「なんだか読みにくい…」そんな経験はありませんか?
その原因は、行間と字間にあるかもしれません。
文字を読みやすく美しく組む技術、それがタイポグラフィです。今回は、資料制作やポートフォリオ制作を目指す皆さんに向けて、Canvaを使った文字組みの基本をお伝えします。行間・字間を調整するだけで、あなたのデザインは格段にプロらしく変身することでしょう。

タイポグラフィの基本概念
文字組みとは何か?
文字組みとは、文字の行間・字間・位置を整えることで、テキストの可読性と美しさを引き出す作業のことです。単に文字を並べるだけでなく、読み手の視線の流れを考慮しながら、文字同士の関係性を調整する技術といえます。
優れた文字組みの特徴:
- 文字が適切な間隔で配置されている
- 読み手の目が自然に文章を追える
- 全体的に統一感がある
- 情報の階層が明確に伝わる
文字組みがうまくいくと、読み手は内容に集中でき、制作者の意図が正確に伝わります。逆に文字組みが乱れていると、どんなに良い内容でも読み飛ばされてしまう可能性があります。
行間(行送り)調整のコツ
基本の推奨値を覚えよう
行間調整は文字組みの中でも特に重要な要素です。推奨値として覚えておきたいのが「本文フォントサイズ×1.4〜1.6」という数値です。
具体例:
- フォントサイズ16pxの場合:行間22.4px〜25.6px
- フォントサイズ14pxの場合:行間19.6px〜22.4px
- フォントサイズ12pxの場合:行間16.8px〜19.2px
Canvaでの行間調整方法
Canvaで行間を調整する際は、以下の手順で進めましょう:
- テキストボックスを選択
- 上部ツールバーの行間アイコンをクリック
- 数値入力フィールドで具体的な値を設定
- プレビューを見ながら微調整
Canvaの文字編集操作動画
Canvaヒント:行間は「行の高さ」で表示されます。1.0が標準で、1.5なら1.5倍の行間になります。
字間(カーニング)調整のコツ
見出しと本文で使い分ける
字間調整(カーニング)は、文字と文字の間隔を調整する技術です。用途によって適切な値が異なることを理解しましょう。
推奨値:
- 見出し:−3〜−5%(少し詰める)
- 本文:±0%(標準のまま)
- キャッチコピー:−2〜−3%(わずかに詰める)
字間調整の実践ポイント
見出しでは文字を少し詰めることで、力強い印象を与えられます。一方、本文では読みやすさを最優先に、基本的には標準値のままにしておきましょう。

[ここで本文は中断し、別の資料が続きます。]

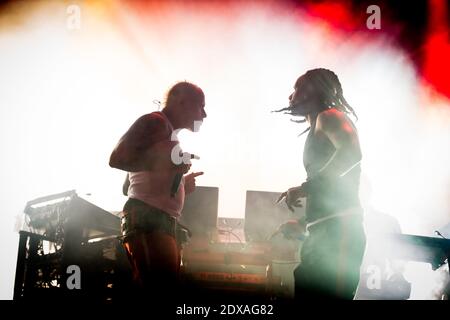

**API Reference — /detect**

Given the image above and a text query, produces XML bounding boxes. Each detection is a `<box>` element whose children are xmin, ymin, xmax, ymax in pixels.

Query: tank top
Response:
<box><xmin>128</xmin><ymin>112</ymin><xmax>185</xmax><ymax>218</ymax></box>
<box><xmin>303</xmin><ymin>110</ymin><xmax>361</xmax><ymax>222</ymax></box>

Canvaヒント:テキストを選択後、[文字間隔]スライダーで調整できます。
Canvaの文字編集操作動画
実制作での応用テクニック
段落頭を左揃えにすることで、読み手の視線に「背骨」を作ることができます。これにより、グルーピング効果が生まれ、情報の整理がしやすくなります。
また、可読性を高めるためには、以下の点も意識しましょう:
- 1行あたりの文字数を適切に保つ(25〜35文字程度)
- 段落間の余白を統一する
- 重要な情報は文字組みでメリハリをつける
まとめ
今回は文字組みの基礎として、行間と字間の調整方法を学びました。行間×字間=文字組みの基礎を身につけることで、デザインの可読性は大幅に向上するはずです。
覚えておきたいポイント:
- 行間は本文フォントサイズの1.4〜1.6倍
- 見出しの字間は−3〜−5%で力強く
- 本文の字間は基本的に標準値のまま
- 段落頭の左揃えで視線の背骨を作る
タイポグラフィは一朝一夕では身につきませんが、今回お伝えした基本ルールを意識するだけでも、プロらしい仕上がりに近づけるでしょう。Canvaの無料版でも十分に美しい文字組みが可能です。ぜひ今日から実践してみてください!